He was a member of Scotland Yard’s controversial undercover unit, the Special Demonstration Squad, that infiltrated hundreds of political groups between 1968 and 2008.

The women’s lawsuit continues as the Met is rejecting their claims that the force was legally responsible for the trauma experienced by them.

Lambert in his undercover days
Lambert in his undercover days

In a legal filing at the high court, the Met denied that Lambert and Boyling were authorised by their supervisors to form the relationships with the women or that “intimate and sexual relationships were started as a deliberate tactic” to gather intelligence about campaigners.

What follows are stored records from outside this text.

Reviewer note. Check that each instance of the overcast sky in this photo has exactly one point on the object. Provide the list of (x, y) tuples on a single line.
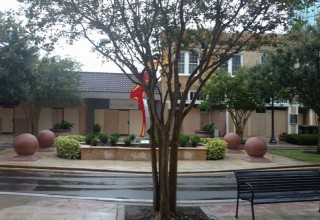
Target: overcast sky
[(80, 51)]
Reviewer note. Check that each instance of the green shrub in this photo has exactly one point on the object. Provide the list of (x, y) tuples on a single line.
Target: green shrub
[(127, 141), (208, 127), (104, 138), (302, 139), (183, 139), (216, 149), (96, 128), (77, 137), (114, 139), (67, 148), (132, 137), (205, 140), (89, 138), (195, 140), (63, 125)]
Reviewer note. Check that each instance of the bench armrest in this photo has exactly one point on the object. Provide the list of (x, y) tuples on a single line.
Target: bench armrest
[(251, 190)]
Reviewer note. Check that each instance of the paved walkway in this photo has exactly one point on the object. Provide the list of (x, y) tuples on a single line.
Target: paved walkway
[(35, 207)]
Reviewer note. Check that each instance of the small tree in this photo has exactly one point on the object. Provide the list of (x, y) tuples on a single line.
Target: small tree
[(232, 94)]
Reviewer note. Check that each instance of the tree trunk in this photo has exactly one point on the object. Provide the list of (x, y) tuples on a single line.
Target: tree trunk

The Met said that the pair “violated explicit guidance” from their managers that undercover officers should not have long-term, or “emotionally committed” relationships during their deployments.

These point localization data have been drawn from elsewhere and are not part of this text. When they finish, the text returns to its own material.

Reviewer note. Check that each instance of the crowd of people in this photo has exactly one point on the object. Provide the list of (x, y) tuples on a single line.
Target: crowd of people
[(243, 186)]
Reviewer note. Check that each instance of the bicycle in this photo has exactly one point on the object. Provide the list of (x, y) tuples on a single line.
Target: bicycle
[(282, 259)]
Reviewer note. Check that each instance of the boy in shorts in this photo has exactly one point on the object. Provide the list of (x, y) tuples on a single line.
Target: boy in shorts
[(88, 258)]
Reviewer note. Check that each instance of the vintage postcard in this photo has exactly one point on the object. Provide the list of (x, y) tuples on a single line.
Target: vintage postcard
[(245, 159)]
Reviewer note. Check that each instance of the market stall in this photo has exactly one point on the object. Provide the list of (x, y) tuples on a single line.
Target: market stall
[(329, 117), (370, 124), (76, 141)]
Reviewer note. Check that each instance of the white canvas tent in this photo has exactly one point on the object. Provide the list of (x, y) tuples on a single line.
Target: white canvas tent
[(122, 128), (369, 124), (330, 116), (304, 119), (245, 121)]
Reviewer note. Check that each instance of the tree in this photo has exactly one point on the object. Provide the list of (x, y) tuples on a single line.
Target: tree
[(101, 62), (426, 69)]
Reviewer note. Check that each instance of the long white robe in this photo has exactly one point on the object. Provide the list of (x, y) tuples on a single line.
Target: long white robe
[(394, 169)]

The Met said that the two men started the relationships “because of mutual attraction and genuine personal feelings”.

Harvey said she was “very upset” by the Met’s stance, adding that her relationship with Lambert was “a total violation of me and my life”.

She said: “How can a relationship be genuine when it is based on a massive web of lies? He pretended to be a man with noble ideals and political commitments, when in reality he was a police officer spying on our friendship network.

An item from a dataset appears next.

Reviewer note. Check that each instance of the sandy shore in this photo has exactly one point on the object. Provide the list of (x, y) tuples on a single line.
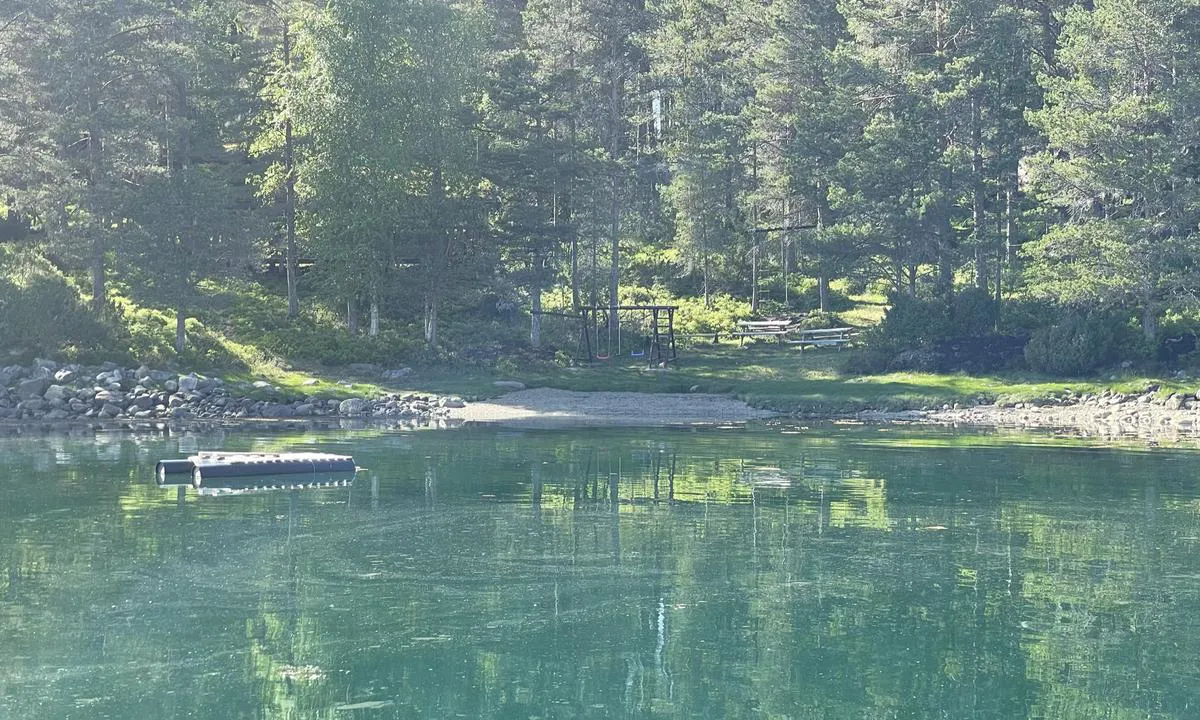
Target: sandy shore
[(551, 408)]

“He pretended he was committed to the future when he always knew he would go back to his real job and wife and kids. That doesn’t show genuine feelings; it is abuse and I would never have consented to such a relationship had I known.”

Wistrich said that the confirmation of the pair’s identities did not “go far enough. It is mealy mouthed, offensive and lacking in any acknowledgment of the huge abuse of power and harm caused to my clients”.

Muslim Contact Unit

From 1980 to 2008 Lambert was a police officer in London, with service in Special Branch where he was head of the Muslim Contact Unit.

Lambert was instrumental in removing Abu Hamza from Finsbury Park mosque with the help of several prominent members of the British Muslim community, many of whom continued to praise him and have ties with him after he was exposed as a former police spy.

Lambert was also heavily involved in working with “south London salafis” supposedly countering al Qaeda, as he himself outlined in a book.

His philosophy was to work with prominent members of the Muslim community who had “street credibility” in order to counter the supposedly violent message of radicalism.

Lambert is now working as a lecturer in Terrorism Studies at the University of St Andrews and and a senior lecturer at London Metropolitan University.